Permanent Scatterers Interferomentry

The phase information of SAR was used to measure the surface deformation using the Interferometry Synthetic Aperture (InSAR).

I applied the Permanent Scatterers Interferometry (PSI), an InSAR technique, to monitor the landslides. 

In particular, 30 Single Look Complex (SLC) SAR imagery were pre-processed using SNAP software and PSI was carried out using STaMPS tool.

A flowchart of the steps carried out in the Permanent Scatterer Interferometry Technique

The PS points have been reported to have limited spatial density in vegetated areas. However, my results show that the PS points were well distributed on the are of interest (AOI)when visually inspected

The total PS in the AOI is 44139 PS points, an average of 197 PS per km sq.
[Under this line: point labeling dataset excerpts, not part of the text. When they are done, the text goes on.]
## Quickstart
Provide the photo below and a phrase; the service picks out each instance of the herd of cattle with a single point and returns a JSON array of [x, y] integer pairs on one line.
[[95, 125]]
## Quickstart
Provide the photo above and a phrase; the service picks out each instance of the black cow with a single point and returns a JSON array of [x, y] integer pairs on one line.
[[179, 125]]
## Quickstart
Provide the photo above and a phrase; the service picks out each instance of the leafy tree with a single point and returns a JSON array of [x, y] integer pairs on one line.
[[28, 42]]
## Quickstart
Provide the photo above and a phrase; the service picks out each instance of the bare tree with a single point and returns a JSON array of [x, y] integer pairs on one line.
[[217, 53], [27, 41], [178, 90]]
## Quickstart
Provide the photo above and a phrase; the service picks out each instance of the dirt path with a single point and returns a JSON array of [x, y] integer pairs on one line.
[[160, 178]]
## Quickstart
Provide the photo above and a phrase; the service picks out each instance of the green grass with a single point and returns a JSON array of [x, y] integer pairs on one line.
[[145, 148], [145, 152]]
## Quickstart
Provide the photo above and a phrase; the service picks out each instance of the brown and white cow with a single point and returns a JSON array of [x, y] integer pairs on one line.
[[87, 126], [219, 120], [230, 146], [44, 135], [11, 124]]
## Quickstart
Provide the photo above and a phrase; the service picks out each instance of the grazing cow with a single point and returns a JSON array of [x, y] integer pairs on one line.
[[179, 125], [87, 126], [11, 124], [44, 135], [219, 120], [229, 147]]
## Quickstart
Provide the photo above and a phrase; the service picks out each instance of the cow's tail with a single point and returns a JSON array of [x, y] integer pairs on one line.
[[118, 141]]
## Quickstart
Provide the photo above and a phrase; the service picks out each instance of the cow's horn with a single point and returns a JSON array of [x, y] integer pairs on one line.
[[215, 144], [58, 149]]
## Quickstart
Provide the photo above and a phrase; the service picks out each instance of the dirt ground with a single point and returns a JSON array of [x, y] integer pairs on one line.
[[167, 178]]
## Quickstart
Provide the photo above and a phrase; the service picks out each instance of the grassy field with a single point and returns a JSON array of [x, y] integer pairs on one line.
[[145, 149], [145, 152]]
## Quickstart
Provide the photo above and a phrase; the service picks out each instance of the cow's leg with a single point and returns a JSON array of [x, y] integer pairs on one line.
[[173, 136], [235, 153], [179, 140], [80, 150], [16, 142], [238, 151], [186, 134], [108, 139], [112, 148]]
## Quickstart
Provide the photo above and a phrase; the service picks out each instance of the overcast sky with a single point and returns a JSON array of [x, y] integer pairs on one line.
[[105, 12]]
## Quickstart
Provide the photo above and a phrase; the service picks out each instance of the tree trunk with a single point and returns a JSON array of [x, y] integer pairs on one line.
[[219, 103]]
The PS density is reliable for analysing the deformation’s temporal and spatial pattern.

The velocity of the surface deformation of the whole study area is between 24mm and -24mm per year. 

The results shows different velocities at different parts of the AOI. The velocities have a clear pattern in that we see a close range of values in specific regions.  

The distribution and velocity of the PS points in the area of interest 

The PSI results were further analysed by looking into the landslides driving factors: precipitation, soil and lithological units and land cover.  

Soil Correlation

 The analysis was performed by overlaying the PS velocity results on subsoil on QGIS.

The spatial extent of the subsoil guided in determining the soil's behaviour during rainfall.

The landslide affected area has dystric, humic and chromic cambisols. There were no distinct PS velocities observed on the different cambisol types.  

The subsoil in LFA as Dystric, humic and chromic cambisols 

The characteristics of the type of lithological units on the landslide area was determined, and its influence on landslide occurrence was based on the PS velocities. 

The analysis was performed by overlaying the PS velocity results on the lithological units on QGIS.

The lithological units in the landslide region are acid metamorphic and gneiss rocks. 

There was no distinct PS velocities pattern on the two lithological units. The acid and gneiss are metamorphic rocks, which explain no difference in the PS velocities. 

The acid metamorphic rocks and gneiss as the lithological units in the LFA 

The PS velocities on different cambisols and the metamorphic lithological unit had no distinct spatial pattern. However, most of the landslides were observed to have occurred on the boundary of different soils and lithological units. 

Precipitation

The precipitation was identified as a trigger of the 2019 landslide due to high-intensity daily rainfall of 47mm (above the observed ‘normal’) one day before the landslide event. 

The daily rainfall of the 12 days from 11/05/2019 to 11/17/2019 and 11/17/2019 to 11/29/2019 was also observed to vary. 

The daily rainfall intensities between 11/05/2019 and 11/17/2019 were below 20mm. 

From 11/17/2019 to 11/29/2019, daily rainfall intensity above 20mm was observed 11/22/2019. The rainfall intensity measured on 11/22/2019 was 47mm, with an increase of 38mm from 11/21/2019.  

12-days of accumulated rain between 11/05/2019 to 11/17/2019 was 43mm, while between 11/17/2019 and 11/29/2019, there was a sudden increase of 60mm. 


The increase in PSI displacement's magnitude and spatial extent between the SAR imagery before (11/17/2019) and after the (11/29/2019) landslide event was attributed to the 60mm increase in the accumulated rainfall over the 12 days. 

The bar graphs of daily precipitation and plot of 12-day accumulated rainfall from 11/05/2019 to 11/29/2018 

Land cover Correlation

The influence of different land cover on landslides in West Pokot was determined by selecting the PS points on each landcover and looking at the PS velocities on QGIS software.

The PS velocities varied over the different land covers in the AOI. Based on the PS points selected, 35.85%, 26.82%, 20.57%,  12.06% and 4.70% were on trees, crops, grass, shrubs, and built areas, respectively.

60% of the PS points on each landcover showed that the landslides rate was classified as ‘extremely slow’ according to literature.